Autor: André Perfeito - Categoria(s): Sem categoria
Tags: crise? que crise?, igp-m, inflação
25/11/2008 - 11:37
Dados divulgados hoje pela FIPE sobre a inflação apontam, em grande medida, que há alguma desaceleração na margem dos preços no país. O IPC-FIPE registrou alta de 0,54%, contra 0,58% da semana anterior. Nossa projeção apontava para uma inflação de 0,58%, praticamente em linha com os dados apresentados.
No entanto, o aumento dos alimentos continua persistente. Claro, em níveis bem inferiores ao começo/meio deste ano onde o choque exógeno da alta das commodities puxou todos os índices ao consumidor.
Os Índices gerais de Preços, calculados pela FGV, estão em franca queda e o IGP-M que será divulgado na quinta-feira deverá desacelerar fortemente, saindo de 0,98% para algo em torno de 0,44% segundo nossos modelos. A desaceleração pode ser creditada a relativa estabilidade do dólar no atual patamar e as correções passadas do choque de câmbio nos custos das empresas.

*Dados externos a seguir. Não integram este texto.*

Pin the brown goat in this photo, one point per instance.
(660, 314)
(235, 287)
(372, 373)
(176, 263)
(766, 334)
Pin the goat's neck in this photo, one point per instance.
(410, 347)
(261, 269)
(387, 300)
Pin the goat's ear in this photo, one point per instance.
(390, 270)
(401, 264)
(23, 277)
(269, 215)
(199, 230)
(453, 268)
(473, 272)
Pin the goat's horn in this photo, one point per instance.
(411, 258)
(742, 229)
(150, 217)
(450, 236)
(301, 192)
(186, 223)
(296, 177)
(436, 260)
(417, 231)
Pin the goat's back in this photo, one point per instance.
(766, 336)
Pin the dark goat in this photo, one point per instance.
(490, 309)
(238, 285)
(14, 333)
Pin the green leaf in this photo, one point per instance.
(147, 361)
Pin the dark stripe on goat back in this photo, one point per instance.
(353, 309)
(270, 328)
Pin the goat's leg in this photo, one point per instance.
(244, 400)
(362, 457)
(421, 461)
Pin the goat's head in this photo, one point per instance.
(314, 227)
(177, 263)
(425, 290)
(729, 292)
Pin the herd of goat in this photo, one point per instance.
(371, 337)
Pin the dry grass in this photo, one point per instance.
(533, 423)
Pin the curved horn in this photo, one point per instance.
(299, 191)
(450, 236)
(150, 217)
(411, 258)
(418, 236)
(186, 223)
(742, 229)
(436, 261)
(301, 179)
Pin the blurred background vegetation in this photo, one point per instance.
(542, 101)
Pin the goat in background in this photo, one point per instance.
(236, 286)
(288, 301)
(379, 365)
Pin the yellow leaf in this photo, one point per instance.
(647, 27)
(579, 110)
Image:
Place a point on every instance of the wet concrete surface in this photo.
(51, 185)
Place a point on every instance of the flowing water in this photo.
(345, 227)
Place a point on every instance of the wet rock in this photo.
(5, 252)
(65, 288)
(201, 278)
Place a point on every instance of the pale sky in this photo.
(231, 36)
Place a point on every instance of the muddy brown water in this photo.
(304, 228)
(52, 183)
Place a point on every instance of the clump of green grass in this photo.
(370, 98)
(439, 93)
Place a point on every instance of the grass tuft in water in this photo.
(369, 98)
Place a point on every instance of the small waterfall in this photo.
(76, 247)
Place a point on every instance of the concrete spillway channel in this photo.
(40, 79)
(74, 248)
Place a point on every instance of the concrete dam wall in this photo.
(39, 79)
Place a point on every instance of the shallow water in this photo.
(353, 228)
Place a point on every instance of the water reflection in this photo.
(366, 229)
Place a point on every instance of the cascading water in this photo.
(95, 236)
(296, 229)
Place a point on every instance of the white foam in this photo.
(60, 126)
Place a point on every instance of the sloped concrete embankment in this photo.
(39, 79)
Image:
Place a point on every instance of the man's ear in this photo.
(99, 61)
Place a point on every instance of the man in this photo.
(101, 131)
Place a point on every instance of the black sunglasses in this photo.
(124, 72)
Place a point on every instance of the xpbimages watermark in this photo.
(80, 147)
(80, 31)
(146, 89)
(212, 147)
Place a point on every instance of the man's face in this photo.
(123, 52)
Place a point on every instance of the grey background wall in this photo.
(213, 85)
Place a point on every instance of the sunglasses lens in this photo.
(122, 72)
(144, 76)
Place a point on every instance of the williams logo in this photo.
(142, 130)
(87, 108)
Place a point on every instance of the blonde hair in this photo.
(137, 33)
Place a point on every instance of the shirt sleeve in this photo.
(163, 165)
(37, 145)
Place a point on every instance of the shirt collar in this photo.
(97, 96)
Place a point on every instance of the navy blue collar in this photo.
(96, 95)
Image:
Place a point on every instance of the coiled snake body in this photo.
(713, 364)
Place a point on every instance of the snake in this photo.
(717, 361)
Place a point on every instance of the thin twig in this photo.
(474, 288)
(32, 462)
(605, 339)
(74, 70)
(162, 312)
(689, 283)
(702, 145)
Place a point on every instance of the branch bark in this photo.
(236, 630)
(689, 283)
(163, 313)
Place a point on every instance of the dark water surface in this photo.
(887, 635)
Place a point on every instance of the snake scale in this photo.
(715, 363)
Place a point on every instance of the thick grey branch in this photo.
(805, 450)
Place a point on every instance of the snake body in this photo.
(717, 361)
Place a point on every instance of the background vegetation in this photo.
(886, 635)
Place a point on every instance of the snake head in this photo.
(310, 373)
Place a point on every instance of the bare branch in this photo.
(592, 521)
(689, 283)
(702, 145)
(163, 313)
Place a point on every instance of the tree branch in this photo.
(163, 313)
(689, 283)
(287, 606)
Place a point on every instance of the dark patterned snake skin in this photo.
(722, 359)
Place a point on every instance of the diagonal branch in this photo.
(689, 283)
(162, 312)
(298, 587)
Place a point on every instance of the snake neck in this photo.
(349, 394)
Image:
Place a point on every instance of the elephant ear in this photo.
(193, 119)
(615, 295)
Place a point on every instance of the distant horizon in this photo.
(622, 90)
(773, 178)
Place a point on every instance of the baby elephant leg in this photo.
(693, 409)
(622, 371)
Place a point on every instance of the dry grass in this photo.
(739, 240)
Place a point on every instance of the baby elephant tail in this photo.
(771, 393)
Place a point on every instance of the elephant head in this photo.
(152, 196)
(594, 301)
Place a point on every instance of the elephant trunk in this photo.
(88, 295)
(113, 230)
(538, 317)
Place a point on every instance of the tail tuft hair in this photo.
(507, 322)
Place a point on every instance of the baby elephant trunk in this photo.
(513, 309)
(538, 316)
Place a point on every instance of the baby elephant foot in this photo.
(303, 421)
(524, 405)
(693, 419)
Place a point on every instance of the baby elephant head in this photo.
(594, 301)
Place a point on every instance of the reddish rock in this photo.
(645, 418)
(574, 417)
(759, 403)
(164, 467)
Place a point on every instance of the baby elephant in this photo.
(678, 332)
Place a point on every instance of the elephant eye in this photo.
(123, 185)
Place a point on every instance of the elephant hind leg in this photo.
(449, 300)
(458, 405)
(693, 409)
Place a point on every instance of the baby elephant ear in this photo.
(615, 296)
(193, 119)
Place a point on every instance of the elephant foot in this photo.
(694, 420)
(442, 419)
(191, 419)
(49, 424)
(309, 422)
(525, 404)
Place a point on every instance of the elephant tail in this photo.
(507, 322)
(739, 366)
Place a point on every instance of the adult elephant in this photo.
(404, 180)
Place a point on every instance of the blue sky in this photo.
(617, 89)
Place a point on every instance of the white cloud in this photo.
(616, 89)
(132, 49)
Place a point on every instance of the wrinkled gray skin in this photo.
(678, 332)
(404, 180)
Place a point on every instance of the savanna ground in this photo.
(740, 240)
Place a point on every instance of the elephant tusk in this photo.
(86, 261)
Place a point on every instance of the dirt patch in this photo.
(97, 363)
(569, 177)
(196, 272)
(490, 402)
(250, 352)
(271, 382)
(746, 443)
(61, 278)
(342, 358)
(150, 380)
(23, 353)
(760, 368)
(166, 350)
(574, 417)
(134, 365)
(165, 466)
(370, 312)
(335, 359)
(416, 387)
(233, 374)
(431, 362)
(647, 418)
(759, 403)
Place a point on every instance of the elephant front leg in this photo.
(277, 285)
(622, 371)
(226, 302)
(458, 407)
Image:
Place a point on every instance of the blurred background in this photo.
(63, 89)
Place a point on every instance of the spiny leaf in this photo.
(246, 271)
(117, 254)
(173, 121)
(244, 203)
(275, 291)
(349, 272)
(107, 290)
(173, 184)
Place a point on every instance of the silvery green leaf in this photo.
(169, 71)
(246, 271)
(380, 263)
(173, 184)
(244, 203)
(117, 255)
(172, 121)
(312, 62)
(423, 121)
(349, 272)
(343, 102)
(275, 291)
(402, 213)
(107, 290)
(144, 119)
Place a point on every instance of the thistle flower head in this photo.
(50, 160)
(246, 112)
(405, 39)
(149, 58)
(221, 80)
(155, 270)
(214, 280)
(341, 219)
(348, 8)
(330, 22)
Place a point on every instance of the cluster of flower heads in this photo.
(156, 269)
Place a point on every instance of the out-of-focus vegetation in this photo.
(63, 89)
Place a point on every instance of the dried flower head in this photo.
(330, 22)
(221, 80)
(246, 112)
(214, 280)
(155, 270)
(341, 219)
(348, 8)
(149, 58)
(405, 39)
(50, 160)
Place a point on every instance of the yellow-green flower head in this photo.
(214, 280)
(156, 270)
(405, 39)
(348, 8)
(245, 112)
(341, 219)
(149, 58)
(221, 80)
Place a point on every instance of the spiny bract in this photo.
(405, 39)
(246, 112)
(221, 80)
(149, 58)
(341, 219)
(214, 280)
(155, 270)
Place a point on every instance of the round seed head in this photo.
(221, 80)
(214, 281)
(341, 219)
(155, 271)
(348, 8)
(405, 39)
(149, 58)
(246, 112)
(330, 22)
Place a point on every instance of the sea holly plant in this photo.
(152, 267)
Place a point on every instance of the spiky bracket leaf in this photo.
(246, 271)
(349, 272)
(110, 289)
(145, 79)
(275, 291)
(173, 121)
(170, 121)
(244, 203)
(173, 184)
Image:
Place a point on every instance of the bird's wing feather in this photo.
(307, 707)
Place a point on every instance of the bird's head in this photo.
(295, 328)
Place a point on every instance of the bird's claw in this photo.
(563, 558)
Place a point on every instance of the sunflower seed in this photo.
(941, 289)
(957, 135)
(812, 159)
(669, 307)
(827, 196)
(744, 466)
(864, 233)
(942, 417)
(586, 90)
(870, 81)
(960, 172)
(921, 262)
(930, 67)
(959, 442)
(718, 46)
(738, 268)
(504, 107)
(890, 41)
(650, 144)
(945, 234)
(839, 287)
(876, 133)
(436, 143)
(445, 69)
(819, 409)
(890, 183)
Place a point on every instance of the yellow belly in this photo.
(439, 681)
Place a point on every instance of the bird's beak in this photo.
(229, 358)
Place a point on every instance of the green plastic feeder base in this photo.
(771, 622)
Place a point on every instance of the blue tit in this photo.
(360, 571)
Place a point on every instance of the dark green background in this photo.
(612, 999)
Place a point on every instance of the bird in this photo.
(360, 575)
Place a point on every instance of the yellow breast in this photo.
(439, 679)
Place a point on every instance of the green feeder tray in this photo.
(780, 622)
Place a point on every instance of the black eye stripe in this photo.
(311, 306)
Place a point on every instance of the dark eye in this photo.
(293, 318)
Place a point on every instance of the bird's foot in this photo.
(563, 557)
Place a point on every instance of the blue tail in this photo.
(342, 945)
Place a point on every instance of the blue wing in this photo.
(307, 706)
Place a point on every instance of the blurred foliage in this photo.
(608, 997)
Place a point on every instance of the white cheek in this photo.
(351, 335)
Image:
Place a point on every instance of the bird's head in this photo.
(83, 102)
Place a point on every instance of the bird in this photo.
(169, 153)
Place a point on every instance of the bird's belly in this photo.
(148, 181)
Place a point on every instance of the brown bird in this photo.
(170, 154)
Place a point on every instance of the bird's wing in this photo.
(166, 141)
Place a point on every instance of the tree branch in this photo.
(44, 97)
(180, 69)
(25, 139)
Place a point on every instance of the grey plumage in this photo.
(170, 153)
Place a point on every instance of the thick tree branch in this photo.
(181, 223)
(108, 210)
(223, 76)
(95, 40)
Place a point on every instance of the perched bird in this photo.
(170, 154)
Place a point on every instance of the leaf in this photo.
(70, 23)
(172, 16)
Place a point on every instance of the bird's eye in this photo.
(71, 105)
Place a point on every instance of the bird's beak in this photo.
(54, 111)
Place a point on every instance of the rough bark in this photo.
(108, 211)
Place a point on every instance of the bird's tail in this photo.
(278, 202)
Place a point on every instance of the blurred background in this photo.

Porém, deve-se notar, que altas persistentes em alimentos solapam o poder de compra do consumidor ao infringir ao mesmo uma despesa irremediável e constantemente alta. Como não há escapatória desse grupo de produtos (alimentos), fatalmente a correção do poder de compra dar-se-á nos outros produtos, havendo inadimplência e redução na compra.
Outro fator que pode adicionar estresse à evolução dos preços é a recente tragédia em Santa Catarina. Fora o flagelo humano que a catástrofe representa, muitos danos econômicos sérios foram feitos. Entre eles a interrupção de rodovias, paralisação de fábricas e até a interrupção do gasoduto Brasil-Bolívia. Fora esses danos, soma-se a isso que Santa Catarina é um importante produtor de grão e carne, e que boa parte do escoamento terrestre da região Sul está comprometida.
Aproveitamos a oportunidade e estendemos nosso pesar a todas as vítimas da tragédia e nosso respeito e carinho aos sobreviventes e ao povo catarinense. Acreditamos que a ação do poder público, juntamente com a sociedade brasileira, poderá ajudar a minimizar os danos materiais e humanos.